Movie Poster for Prince of Persia: The Sands of Time

The Lion of Persia has claws of plastic.

Out of the sands of time, the Shu of Shushu Review raises out of… sand… to review once more! And while I’ve been wading away in some sand, I decided to pop on by and watch as my good ol’ fictional friend Dastan (the prince) got himself out of a pickle the likes of which has been moderately seen before! As a complete disclaimer, I’m giving this review as someone who has never played any of the Prince of Persia games.
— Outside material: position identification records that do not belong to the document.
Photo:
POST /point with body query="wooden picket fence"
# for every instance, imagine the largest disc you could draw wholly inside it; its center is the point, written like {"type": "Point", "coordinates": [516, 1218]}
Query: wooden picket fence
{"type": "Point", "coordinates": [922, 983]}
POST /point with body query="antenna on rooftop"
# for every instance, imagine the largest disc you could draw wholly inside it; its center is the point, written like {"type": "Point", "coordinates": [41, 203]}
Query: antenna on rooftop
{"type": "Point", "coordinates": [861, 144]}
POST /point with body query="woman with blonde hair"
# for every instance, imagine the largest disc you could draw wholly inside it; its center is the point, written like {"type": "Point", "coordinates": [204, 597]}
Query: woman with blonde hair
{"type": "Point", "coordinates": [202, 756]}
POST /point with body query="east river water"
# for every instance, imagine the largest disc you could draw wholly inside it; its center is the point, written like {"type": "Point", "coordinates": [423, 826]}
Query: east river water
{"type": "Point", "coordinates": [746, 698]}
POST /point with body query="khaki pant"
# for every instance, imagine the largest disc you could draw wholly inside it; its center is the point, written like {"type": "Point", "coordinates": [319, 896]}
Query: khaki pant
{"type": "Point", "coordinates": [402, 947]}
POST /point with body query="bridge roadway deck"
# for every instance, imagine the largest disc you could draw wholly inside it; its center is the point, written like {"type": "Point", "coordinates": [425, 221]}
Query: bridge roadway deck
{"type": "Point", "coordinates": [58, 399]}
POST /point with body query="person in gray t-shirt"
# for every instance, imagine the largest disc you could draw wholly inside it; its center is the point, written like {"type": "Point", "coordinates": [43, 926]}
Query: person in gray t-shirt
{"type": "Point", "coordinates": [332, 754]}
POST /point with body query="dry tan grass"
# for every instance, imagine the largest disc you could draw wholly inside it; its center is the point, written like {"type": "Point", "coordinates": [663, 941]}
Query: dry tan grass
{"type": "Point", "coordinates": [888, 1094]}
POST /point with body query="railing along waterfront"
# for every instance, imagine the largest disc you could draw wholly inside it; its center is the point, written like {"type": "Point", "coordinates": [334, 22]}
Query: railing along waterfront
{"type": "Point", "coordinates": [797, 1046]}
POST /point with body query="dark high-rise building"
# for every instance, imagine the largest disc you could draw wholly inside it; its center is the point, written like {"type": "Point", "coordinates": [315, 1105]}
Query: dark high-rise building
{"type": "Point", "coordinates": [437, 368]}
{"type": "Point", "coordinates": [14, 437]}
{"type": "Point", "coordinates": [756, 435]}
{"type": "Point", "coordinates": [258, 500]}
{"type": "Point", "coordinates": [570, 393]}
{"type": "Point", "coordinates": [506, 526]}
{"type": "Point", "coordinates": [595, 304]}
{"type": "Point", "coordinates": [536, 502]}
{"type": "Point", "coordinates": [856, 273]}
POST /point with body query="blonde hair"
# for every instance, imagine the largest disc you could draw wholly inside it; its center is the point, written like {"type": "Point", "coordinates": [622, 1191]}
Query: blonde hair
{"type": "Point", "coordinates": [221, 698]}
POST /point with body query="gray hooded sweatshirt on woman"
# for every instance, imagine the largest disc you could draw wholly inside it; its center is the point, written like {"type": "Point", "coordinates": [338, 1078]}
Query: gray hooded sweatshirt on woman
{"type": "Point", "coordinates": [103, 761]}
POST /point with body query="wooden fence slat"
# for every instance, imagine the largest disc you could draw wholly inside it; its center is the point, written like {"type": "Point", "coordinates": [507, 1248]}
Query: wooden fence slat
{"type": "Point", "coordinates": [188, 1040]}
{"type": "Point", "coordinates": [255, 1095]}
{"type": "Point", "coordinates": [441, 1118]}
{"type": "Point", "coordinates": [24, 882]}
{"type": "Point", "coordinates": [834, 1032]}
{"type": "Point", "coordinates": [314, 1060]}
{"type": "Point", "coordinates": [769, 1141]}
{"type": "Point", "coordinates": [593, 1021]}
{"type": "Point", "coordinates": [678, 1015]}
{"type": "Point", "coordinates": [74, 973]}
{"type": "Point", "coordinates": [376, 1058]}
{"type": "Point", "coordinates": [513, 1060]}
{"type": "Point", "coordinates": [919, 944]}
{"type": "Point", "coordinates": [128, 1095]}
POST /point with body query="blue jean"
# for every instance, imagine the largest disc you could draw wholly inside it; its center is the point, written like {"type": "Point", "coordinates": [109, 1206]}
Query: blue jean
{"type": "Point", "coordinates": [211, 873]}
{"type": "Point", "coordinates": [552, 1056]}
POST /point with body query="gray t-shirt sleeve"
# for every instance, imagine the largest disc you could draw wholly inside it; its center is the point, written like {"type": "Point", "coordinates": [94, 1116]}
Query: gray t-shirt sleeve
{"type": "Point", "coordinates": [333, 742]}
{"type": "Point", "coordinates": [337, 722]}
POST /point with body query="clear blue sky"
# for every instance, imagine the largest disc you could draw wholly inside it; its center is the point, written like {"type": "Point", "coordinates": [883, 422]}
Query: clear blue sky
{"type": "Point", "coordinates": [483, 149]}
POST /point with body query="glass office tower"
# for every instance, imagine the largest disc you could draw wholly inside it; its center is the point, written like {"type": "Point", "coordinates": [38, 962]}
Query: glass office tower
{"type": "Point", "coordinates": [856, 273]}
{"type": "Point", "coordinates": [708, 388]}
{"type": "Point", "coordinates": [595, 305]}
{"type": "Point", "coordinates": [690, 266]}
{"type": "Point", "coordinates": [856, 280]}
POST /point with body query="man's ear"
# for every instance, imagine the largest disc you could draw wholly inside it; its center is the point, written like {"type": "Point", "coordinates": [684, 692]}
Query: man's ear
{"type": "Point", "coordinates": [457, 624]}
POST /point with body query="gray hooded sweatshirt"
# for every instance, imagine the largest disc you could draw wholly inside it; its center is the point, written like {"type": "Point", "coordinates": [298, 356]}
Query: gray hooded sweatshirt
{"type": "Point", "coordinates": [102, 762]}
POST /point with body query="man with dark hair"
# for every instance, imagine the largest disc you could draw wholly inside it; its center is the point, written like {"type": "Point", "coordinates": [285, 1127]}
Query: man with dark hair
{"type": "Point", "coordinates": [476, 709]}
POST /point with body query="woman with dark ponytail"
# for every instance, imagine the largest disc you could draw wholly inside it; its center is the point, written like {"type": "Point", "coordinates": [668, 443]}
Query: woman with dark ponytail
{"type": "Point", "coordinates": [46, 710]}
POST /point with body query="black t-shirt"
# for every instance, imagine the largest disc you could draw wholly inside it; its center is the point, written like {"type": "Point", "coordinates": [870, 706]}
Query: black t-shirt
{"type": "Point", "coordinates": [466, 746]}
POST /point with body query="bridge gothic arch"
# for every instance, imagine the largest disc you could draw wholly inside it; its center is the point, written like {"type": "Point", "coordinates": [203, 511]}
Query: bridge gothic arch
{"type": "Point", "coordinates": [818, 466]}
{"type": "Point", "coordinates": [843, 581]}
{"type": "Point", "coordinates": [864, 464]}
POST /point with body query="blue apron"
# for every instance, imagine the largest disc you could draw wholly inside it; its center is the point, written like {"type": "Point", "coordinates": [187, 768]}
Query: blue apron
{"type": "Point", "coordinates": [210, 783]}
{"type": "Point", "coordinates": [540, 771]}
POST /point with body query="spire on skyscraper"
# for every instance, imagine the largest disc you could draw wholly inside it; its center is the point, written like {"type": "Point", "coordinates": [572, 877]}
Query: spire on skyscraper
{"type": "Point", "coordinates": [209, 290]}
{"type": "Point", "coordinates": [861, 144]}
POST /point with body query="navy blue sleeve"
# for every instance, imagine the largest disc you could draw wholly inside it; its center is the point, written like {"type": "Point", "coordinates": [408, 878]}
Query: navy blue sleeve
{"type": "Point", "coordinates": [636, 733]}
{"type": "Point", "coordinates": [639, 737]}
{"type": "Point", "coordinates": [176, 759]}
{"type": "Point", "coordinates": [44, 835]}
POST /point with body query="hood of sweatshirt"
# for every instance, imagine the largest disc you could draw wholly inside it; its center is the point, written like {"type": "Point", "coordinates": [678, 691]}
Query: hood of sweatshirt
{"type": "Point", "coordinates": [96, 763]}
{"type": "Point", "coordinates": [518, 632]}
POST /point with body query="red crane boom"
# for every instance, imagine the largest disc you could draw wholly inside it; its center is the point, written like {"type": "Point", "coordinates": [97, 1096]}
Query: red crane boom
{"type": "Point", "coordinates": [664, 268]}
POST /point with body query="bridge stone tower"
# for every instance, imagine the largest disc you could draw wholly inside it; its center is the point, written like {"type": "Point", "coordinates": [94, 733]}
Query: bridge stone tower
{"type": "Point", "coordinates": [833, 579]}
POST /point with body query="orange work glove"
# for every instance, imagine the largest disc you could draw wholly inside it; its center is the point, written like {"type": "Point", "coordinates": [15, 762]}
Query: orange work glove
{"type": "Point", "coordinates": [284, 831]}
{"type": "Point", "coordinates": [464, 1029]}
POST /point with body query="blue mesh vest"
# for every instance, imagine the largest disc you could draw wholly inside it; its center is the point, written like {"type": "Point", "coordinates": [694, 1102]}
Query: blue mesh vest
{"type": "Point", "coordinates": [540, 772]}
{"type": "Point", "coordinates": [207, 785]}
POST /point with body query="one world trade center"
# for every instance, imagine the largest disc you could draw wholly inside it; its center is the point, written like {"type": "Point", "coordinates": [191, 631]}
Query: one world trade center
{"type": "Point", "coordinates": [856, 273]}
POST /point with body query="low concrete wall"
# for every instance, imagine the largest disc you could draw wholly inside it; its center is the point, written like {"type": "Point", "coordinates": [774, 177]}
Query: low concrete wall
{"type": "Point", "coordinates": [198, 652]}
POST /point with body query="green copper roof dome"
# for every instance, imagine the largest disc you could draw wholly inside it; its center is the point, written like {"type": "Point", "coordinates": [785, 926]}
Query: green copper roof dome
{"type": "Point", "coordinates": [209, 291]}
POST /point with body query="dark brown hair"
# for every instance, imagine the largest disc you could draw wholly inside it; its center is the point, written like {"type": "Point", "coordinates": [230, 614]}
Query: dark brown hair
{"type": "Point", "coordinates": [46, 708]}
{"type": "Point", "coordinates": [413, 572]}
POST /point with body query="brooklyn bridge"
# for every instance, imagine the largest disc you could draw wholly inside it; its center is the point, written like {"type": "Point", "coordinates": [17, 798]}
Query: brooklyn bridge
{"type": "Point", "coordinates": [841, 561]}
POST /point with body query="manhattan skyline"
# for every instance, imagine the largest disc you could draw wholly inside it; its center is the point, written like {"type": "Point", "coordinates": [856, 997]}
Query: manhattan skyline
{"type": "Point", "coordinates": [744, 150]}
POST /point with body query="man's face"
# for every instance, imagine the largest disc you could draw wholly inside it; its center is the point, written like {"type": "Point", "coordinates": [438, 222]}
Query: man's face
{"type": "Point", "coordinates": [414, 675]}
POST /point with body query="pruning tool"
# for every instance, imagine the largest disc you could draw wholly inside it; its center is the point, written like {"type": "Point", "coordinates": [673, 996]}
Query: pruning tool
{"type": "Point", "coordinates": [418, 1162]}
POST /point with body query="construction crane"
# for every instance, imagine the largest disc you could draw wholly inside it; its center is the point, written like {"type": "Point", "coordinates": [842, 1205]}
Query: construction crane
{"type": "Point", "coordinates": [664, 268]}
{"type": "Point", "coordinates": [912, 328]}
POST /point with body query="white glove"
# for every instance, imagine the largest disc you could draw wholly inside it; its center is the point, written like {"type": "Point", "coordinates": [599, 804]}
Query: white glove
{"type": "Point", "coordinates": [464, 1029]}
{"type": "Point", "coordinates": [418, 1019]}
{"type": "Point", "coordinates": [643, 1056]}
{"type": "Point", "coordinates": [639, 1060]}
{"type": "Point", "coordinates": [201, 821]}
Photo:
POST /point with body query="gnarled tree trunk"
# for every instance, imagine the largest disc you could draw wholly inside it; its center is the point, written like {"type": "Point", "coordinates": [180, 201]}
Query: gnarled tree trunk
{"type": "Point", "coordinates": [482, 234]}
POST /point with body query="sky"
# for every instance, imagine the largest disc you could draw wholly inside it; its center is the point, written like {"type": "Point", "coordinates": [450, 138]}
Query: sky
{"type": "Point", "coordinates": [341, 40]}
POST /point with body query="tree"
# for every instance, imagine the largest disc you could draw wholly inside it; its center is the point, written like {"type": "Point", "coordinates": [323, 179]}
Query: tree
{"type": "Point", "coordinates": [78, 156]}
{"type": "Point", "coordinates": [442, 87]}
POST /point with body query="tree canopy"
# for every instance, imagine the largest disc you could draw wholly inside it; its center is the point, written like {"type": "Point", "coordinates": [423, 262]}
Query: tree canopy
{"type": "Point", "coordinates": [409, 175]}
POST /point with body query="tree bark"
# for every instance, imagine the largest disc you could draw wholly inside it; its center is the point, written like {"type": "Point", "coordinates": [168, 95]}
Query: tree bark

That being said, the movie is actually entertaining! Date night material? Maybe so, the movie is filled with corny one-liner exchanges between the two main protagonists. If you’ve a low tolerance for that kind of thing, this movie is not for you unless you’re willing to forgive that on the basis that Disney was the one that made the movie. Which brings me to another thing entirely: violence. A lot of fights are tricky dances that you don’t see people clearly slashed or stabbed. There are some exceptions though and that may prevent you from bring small children. This is most likely what provoked the PG-13 “parents strongly cautioned” rating. Anything risque you ask? Closest you get to that is a teeny out there flirt and a kiss. At one point, totally thought I was going to see some nudity since I forgot it was a Disney film and it’s rating.

A Shu opinion, but I think the Dastan was cast very well.

Had a few problems with the ending and the entire existence of what was causing the disturbance in the first place, but that’s about it. Was it a good movie? Sure! Am I ever going to watch it again? Only if you catch me off guard. I give this movie a freaking 6.5 explosions!!